Van Dyke also commented on the timing issues associated with bringing a new gas field on line. In a simplest case, say on the Kenai Peninsula, it might take two to three years to complete all of the planning, permitting, contract negotiations and development involved in bringing a new field into production, he said. That would bring new gas from the new field into the gas infrastructure after the date of the projected gas supply shortfall.

And if gas producers accelerate the rate of drilling in the existing fields, the effect would be to accelerate the production decline rates in the fields, thus further reducing production rates a few years down the road.

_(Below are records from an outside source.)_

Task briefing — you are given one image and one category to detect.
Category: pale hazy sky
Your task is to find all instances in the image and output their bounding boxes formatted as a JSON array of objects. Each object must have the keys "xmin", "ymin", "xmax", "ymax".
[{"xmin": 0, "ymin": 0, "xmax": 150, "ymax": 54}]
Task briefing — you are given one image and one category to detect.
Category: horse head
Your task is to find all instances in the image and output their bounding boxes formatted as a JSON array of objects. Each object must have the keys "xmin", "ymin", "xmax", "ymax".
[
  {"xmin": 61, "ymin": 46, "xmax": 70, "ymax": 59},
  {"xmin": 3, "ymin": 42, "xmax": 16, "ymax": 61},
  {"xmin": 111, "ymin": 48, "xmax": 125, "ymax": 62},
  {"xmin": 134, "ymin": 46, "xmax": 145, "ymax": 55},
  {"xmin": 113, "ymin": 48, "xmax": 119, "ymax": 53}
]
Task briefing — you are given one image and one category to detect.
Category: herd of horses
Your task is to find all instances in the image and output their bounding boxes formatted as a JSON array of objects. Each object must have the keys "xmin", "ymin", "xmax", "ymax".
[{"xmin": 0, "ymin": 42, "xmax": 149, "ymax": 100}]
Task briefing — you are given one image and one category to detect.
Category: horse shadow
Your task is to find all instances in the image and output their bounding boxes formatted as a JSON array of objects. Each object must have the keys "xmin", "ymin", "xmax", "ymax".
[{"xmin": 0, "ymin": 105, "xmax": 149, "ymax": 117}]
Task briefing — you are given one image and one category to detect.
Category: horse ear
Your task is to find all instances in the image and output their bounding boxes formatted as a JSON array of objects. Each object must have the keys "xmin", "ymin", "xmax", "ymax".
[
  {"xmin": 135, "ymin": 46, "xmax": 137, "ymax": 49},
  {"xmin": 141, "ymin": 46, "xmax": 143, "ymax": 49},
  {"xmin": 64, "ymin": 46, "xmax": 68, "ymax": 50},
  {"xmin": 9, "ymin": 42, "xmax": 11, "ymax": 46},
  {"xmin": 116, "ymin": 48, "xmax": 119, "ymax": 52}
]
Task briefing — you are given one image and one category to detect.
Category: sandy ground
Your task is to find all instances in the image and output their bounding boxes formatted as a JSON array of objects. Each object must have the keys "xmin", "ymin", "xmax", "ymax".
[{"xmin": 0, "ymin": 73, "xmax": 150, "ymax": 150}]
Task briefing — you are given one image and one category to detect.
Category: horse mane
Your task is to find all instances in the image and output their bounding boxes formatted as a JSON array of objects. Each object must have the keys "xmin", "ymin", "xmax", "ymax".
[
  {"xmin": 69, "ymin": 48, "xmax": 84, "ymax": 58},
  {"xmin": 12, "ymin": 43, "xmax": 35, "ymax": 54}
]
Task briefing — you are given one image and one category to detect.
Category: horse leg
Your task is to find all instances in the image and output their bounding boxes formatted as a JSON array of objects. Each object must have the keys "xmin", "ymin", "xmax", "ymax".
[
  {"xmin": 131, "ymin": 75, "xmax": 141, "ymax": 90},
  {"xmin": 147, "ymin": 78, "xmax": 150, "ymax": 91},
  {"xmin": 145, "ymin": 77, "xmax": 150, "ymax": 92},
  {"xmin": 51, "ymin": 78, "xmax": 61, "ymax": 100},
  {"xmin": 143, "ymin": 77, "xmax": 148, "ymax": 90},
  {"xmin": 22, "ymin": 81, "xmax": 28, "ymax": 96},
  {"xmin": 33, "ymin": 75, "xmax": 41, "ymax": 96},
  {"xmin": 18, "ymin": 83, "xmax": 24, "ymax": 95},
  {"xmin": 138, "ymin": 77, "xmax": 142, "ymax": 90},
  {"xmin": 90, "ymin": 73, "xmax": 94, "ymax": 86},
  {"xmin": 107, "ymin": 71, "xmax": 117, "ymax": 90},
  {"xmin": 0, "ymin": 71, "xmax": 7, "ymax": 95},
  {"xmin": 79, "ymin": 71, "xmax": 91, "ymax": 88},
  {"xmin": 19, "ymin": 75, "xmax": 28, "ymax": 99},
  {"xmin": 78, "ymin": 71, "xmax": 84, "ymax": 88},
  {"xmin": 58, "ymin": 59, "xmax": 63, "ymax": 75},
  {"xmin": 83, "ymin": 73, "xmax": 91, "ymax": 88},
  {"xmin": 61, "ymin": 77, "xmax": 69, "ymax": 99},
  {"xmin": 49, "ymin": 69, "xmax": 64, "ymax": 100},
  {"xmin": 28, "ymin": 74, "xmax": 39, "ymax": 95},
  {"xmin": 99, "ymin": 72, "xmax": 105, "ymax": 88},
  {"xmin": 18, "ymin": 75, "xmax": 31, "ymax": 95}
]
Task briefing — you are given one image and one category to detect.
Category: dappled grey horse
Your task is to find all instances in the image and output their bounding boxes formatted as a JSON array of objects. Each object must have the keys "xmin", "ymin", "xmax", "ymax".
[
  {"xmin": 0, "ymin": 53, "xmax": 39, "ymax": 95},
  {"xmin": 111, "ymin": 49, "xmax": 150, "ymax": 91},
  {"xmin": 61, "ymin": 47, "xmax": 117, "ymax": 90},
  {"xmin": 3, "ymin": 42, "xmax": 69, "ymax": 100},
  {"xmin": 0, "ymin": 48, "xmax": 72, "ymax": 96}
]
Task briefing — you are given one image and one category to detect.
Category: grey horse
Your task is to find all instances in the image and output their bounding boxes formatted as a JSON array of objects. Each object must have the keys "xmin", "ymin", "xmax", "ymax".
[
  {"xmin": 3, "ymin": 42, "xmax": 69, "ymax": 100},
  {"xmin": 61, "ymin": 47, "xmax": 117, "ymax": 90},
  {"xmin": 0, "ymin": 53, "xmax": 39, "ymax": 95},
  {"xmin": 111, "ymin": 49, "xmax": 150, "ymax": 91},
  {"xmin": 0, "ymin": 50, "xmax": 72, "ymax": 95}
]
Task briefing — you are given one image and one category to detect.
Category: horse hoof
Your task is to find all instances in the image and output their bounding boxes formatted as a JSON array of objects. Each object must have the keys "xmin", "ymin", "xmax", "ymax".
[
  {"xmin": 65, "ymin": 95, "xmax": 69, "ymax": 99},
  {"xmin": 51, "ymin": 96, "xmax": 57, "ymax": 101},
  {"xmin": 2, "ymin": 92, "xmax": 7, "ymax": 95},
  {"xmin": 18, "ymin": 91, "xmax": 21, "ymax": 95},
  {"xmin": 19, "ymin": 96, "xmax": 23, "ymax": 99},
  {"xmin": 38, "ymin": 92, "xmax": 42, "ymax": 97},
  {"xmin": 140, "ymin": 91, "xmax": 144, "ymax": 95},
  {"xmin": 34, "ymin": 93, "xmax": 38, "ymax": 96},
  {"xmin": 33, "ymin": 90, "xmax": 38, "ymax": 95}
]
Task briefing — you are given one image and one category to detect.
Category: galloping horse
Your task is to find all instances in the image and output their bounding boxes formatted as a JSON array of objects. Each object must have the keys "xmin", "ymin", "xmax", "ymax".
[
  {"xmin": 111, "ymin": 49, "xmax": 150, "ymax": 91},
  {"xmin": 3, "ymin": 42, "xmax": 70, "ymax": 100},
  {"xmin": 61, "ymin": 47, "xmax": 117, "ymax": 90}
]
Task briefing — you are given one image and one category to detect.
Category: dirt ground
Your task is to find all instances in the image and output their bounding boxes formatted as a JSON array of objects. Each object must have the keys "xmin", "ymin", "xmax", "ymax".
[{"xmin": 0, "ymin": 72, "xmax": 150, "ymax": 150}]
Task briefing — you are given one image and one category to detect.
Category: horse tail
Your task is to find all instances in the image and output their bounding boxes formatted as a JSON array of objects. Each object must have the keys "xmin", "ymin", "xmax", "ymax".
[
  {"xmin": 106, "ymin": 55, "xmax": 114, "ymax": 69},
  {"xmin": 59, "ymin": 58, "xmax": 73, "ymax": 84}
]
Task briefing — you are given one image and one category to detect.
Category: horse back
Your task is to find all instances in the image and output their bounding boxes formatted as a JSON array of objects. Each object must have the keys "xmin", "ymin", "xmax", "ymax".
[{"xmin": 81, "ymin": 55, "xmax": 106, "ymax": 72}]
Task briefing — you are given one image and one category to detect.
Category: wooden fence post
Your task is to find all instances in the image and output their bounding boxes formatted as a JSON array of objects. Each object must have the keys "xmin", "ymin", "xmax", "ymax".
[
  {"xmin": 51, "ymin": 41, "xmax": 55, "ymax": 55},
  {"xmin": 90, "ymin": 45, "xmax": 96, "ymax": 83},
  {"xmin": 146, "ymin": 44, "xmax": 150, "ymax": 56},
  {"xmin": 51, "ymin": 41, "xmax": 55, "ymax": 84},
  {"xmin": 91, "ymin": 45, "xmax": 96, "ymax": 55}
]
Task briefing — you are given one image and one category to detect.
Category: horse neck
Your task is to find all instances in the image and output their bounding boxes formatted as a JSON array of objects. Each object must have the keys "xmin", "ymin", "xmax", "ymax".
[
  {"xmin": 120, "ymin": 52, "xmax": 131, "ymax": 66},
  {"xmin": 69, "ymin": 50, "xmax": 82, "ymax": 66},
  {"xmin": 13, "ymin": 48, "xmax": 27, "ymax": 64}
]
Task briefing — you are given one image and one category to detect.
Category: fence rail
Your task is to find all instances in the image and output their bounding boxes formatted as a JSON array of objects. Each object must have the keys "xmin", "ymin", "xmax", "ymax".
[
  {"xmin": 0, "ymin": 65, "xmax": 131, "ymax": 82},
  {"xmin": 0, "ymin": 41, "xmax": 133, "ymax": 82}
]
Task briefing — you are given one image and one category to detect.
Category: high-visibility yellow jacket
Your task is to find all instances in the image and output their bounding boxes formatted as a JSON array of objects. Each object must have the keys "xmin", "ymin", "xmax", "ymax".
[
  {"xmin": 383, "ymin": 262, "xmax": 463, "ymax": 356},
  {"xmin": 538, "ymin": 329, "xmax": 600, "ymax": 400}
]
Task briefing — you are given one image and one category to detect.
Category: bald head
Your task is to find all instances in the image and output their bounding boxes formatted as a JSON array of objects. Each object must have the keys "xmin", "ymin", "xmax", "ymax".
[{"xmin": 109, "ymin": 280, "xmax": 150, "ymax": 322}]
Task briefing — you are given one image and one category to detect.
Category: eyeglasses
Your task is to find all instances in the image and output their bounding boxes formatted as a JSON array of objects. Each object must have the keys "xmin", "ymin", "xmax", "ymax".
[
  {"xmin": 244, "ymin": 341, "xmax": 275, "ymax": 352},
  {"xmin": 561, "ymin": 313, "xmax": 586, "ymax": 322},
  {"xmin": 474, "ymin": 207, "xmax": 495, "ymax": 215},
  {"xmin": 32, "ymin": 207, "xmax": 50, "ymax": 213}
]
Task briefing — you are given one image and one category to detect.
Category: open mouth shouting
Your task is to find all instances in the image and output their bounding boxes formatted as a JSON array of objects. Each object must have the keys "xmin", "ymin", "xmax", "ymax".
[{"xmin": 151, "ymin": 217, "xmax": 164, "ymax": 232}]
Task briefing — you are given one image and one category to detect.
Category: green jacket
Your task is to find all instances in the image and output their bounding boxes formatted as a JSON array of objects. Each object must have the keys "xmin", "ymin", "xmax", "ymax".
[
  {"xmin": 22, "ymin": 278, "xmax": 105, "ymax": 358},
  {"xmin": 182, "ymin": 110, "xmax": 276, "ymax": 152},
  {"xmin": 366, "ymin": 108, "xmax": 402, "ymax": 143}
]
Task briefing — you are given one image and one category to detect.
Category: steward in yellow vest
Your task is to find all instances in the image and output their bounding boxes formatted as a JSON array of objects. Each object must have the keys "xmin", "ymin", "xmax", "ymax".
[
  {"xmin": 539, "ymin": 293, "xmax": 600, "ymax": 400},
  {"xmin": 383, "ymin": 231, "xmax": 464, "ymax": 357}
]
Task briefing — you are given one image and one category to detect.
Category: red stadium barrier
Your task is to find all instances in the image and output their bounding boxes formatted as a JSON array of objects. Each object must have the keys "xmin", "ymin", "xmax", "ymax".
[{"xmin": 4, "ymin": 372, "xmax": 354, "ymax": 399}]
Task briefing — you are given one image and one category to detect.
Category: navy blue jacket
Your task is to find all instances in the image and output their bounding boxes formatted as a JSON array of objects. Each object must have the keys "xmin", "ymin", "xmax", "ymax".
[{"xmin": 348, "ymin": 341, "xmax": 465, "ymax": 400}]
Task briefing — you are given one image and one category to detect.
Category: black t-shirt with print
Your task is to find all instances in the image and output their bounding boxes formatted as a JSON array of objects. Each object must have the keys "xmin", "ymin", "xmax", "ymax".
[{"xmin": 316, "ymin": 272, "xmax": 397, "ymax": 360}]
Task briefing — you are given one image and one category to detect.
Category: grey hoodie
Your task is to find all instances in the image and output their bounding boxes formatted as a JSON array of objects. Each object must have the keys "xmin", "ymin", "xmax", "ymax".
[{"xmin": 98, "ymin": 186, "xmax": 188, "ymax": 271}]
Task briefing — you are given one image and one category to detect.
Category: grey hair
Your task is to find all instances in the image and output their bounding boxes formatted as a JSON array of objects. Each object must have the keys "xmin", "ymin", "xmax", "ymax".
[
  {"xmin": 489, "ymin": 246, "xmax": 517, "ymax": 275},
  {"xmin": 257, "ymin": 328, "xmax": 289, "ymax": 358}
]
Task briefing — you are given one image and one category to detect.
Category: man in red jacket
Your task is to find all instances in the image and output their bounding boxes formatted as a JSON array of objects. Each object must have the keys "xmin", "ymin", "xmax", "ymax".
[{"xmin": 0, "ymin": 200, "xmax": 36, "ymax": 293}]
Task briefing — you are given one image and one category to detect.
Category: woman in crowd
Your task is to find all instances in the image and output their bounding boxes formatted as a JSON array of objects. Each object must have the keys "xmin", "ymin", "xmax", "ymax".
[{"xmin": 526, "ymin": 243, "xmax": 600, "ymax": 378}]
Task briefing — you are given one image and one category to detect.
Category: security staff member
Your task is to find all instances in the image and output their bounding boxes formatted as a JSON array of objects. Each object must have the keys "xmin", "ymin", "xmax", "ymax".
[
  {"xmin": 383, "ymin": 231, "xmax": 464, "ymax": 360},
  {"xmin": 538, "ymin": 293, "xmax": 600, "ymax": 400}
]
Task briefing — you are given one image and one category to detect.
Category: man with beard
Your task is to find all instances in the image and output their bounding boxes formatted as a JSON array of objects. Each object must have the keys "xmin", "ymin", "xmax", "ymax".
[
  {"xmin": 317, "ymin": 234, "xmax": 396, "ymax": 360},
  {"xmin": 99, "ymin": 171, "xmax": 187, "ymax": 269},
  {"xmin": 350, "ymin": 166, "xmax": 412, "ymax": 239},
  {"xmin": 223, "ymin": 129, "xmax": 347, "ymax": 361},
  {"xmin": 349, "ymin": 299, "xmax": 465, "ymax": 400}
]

Essentially, people are trying to deal with a set of gas fields, all undergoing a natural production decline, Van Dyke said.

"We're showing a 16 or 17 percent annual decline and that's a pretty steep decline rate to chase," Van Dyke said. "You're going to have to find a lot of new gas just if you want to keep production flat, let alone increase it, because you have this base that's always in natural decline."

Moira Smith, vice president and general counsel of Enstar Natural Gas Co., told the Energy Committee that Enstar has been supplying Southcentral residents with gas since 1961, using only Cook Inlet supplies.

"It is Enstar's primary goal to continue to do that, and to do that at a price that's reasonable for Southcentral customers," Smith said.

But, with a gas supply shortfall on the horizon, the utilities are taking steps to bolster Southcentral energy supplies from other sources, she said.

"We've reached the bottom line, which is that we need to supplement Cook Inlet gas production," Smith said.